Meanwhile, since the aforementioned Japanese Laid-Open patent Publication No. 2001-196860 uses, in addition to the first and second variable capacity elements used in the resonant circuit, the third variable capacitor element to compensate for the aforementioned effect, resulting in the resonant circuit being complicated in structure and bulky due to the additional constituent element.
Not only is the third variable capacitor element added in the resonant circuit, but also a resistor is introduced, as a result of provision of the third variable capacitor element, across the first and third variable capacitor elements. This resistor is used for decreasing the DC voltage applied to the third variable capacitor element. As aforesaid, this DC voltage determines the carrier frequency. Moreover, a fixed capacitor element has to be connected across the second and third variable capacitor elements. The purpose of providing this fixed capacitance is to prevent the DC voltage, determining the carrier frequency, from being applied to the second variable capacitor element.

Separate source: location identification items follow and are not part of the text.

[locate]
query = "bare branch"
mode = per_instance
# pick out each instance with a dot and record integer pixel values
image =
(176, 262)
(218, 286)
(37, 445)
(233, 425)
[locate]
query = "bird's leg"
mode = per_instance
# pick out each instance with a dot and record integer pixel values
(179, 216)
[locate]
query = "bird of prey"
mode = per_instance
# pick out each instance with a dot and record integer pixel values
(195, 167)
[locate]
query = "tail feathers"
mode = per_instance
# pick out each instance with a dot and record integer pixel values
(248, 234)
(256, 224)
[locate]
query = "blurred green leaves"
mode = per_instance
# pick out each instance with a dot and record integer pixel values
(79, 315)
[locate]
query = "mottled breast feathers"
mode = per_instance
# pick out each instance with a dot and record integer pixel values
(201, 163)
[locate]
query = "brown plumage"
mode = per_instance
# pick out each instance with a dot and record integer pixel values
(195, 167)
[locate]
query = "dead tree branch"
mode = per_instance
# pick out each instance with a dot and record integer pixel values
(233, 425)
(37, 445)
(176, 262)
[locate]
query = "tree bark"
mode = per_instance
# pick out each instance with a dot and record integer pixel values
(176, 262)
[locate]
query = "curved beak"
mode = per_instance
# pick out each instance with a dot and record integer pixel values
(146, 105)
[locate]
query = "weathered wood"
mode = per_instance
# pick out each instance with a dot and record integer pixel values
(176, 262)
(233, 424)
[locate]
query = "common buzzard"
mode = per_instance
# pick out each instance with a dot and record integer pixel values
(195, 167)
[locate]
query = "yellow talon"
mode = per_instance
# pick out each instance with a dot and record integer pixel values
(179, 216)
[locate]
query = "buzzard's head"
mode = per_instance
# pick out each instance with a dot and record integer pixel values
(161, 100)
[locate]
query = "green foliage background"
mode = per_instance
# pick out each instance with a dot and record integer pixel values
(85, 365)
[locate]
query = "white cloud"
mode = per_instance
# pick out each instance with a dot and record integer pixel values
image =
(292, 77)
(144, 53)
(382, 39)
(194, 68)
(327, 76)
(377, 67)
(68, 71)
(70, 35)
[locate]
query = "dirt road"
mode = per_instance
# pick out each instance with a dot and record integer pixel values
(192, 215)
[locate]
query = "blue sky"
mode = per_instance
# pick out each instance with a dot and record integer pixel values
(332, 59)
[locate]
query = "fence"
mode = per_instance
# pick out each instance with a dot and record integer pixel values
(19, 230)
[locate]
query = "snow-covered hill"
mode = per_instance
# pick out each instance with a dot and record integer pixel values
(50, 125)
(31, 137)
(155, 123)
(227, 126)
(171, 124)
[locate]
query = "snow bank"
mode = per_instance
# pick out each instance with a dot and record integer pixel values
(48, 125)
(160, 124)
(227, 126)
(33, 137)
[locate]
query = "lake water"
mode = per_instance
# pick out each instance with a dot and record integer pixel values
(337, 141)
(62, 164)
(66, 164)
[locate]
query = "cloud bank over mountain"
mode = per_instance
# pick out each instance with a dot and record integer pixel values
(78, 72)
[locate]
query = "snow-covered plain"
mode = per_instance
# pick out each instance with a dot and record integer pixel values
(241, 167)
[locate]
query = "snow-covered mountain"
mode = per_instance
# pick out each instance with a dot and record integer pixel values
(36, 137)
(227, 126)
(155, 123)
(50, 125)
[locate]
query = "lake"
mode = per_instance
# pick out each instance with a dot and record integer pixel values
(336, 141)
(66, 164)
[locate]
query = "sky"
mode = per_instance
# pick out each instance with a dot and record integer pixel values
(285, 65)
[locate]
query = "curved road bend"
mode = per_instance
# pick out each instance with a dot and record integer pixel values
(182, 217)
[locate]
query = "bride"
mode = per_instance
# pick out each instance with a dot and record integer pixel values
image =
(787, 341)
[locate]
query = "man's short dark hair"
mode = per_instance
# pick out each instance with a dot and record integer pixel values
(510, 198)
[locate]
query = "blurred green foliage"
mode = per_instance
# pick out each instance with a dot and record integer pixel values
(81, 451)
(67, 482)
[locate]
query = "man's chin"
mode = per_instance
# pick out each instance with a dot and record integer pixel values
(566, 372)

In this technique, applied for suppressing the carrier frequency dependency of the modulation degree to frequency, the resistor, introduced as described above, and a resistance component of the third variable capacitor element, operate as a noise source of an oscillator, as a result of which noise characteristics, represented by for example the signal-to-noise (S/N) ratio, are deteriorated. This deterioration of the noise characteristics is not such as may be tolerated in the case of the oscillator implemented in the form of a semiconductor integrated circuit. Specifically, the oscillator, implemented as a semiconductor integrated circuit, is designed to satisfy the specifications of the noise characteristics with only a narrow allowance under such constraint as reduction of the occupied space or suppression of the power consumption and under such a condition in which there is provided neither the third variable capacitor element nor the resistor. In other words, this designing introducing the third variable capacitor element and the resistor would cause no room to be left for tolerating the rise in noise level.
If nevertheless the designing is changed to introduce the third variable capacitor element and the resistor and to meet the specifications for the noise characteristics in the oscillator or resonant circuit, the space occupied or the power consumption would be increased, so that the competitive power of the product is lost.